Monday, March 7, 2011;
HERE'S A MEMORY nudge for anyone who thinks random bag checks on Metro trains and buses are an unnecessary nuisance:
In the past eight years, terrorist attacks involving trains, buses, subways and transit stations have killed nearly 700 people and injured thousands around the world. According to a blog maintained by the Center on Law and Security at New York University's School of Law, the transit attacks have included London (2005; 52 dead); Madrid (2004; 190 dead); Moscow (85 dead in three incidents, the most recent last year); and Mumbai (200 dead in three attacks, in 2003, 2006 and 2008).
Transit attacks have occurred with lethal effect every year since 2002. And the casualty toll doesn't include plots that failed. Not long ago, a top New York City police official told The Post that of the 11 known terrorist plots against the Big Apple since Sept. 11, 2001, four targeted the subway.
We recount this chilling litany not to alarm passengers who rely on Metro but to provide a reality check: Metro remains an obvious and tempting target for terrorists who wish this county harm, and Metro officials would be remiss to ignore that fact. In October, federal officials arrested a local man in an alleged plot to bomb three Northern Virginia Metro stations.
It was in that context that Richard Sarles, the transit system's general manager, announced a program of random bag checks at bus stops and subway stations in December. The checks are quick - 30 seconds to a minute is typical - and relatively unintrusive; officers do not open bags but rely on swabs that are then scanned in special machines for traces of explosives. Passengers can refuse to have their bags checked, but if they do they cannot bring the bags onto a train or bus.
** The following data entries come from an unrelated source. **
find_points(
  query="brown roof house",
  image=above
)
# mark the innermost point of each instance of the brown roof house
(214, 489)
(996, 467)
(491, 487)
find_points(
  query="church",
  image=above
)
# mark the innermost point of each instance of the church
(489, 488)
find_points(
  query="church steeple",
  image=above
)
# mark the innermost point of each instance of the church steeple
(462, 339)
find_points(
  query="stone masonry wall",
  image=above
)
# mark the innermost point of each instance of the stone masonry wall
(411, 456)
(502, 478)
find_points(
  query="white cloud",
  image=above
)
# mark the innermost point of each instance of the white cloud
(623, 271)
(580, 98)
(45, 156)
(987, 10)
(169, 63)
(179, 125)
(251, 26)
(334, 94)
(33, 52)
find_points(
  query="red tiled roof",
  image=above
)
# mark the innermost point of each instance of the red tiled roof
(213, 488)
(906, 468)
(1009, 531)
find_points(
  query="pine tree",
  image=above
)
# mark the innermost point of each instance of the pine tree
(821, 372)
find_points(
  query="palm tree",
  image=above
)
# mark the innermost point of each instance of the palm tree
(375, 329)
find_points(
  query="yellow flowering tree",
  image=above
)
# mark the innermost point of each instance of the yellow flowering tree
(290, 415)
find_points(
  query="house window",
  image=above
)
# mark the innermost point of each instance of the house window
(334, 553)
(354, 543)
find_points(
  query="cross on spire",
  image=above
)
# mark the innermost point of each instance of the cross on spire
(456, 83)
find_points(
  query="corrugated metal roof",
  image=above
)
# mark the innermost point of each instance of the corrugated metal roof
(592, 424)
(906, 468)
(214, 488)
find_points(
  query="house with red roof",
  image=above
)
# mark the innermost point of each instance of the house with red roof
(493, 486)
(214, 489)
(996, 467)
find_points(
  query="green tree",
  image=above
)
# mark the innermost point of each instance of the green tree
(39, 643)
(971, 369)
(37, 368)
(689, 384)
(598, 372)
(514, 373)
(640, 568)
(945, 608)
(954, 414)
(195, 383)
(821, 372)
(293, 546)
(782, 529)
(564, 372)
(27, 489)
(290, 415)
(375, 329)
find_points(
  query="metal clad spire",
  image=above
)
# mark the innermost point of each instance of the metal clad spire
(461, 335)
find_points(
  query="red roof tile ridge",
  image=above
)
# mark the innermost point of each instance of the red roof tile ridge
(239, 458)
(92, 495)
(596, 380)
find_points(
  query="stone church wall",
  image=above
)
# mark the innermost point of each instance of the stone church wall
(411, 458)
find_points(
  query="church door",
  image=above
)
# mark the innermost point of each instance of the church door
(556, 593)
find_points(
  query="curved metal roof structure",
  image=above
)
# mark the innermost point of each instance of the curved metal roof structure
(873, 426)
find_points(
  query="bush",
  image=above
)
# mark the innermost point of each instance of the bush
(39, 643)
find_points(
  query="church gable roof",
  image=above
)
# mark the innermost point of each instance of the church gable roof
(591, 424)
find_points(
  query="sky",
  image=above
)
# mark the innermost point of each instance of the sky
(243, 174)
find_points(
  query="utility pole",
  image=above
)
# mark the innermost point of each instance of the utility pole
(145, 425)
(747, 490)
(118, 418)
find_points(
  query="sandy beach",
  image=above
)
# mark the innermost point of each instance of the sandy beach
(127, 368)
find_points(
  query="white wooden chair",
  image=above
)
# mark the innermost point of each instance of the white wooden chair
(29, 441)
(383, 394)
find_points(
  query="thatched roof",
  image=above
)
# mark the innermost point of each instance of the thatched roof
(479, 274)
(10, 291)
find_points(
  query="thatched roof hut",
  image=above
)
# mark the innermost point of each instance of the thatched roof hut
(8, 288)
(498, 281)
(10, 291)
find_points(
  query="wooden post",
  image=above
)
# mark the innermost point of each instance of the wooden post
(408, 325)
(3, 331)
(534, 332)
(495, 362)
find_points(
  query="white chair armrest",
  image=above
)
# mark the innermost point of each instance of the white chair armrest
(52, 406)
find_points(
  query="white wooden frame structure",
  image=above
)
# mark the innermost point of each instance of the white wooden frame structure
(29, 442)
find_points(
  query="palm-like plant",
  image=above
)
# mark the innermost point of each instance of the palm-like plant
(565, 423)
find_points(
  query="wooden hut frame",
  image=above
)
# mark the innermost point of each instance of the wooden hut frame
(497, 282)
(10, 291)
Johnny Barnes, executive director of the American Civil Liberties Union's Washington office, has deemed the bag checks unconstitutional and threatened to sue Metro. His chances of winning are extremely slim; similar or more intrusive bag checks are carried out by the transit systems of New York, New Jersey and Boston, not to mention airports and countless museums, offices, stadiums, arenas and government buildings.
Mr. Barnes contends that Metro passengers, unlike those who visit stadiums or museums, often have no choice but to ride buses and trains and thus are more unwilling subjects of the checks, which in any event, he says, are ineffective.
But weighed against the threat to transit systems in this country and elsewhere, a bag check of 30 to 60 seconds is hardly an unreasonable inconvenience. Most security officials agree that random checks, while hardly foolproof, are a useful deterrent as part of an overall security strategy. While bag checks may prompt a terrorist to balk or try another approach, they may also serve to avert or call attention to a planned attack.
Metro has a dizzying array of problems. Let's hope that they won't include defending itself against a costly lawsuit over bag checks.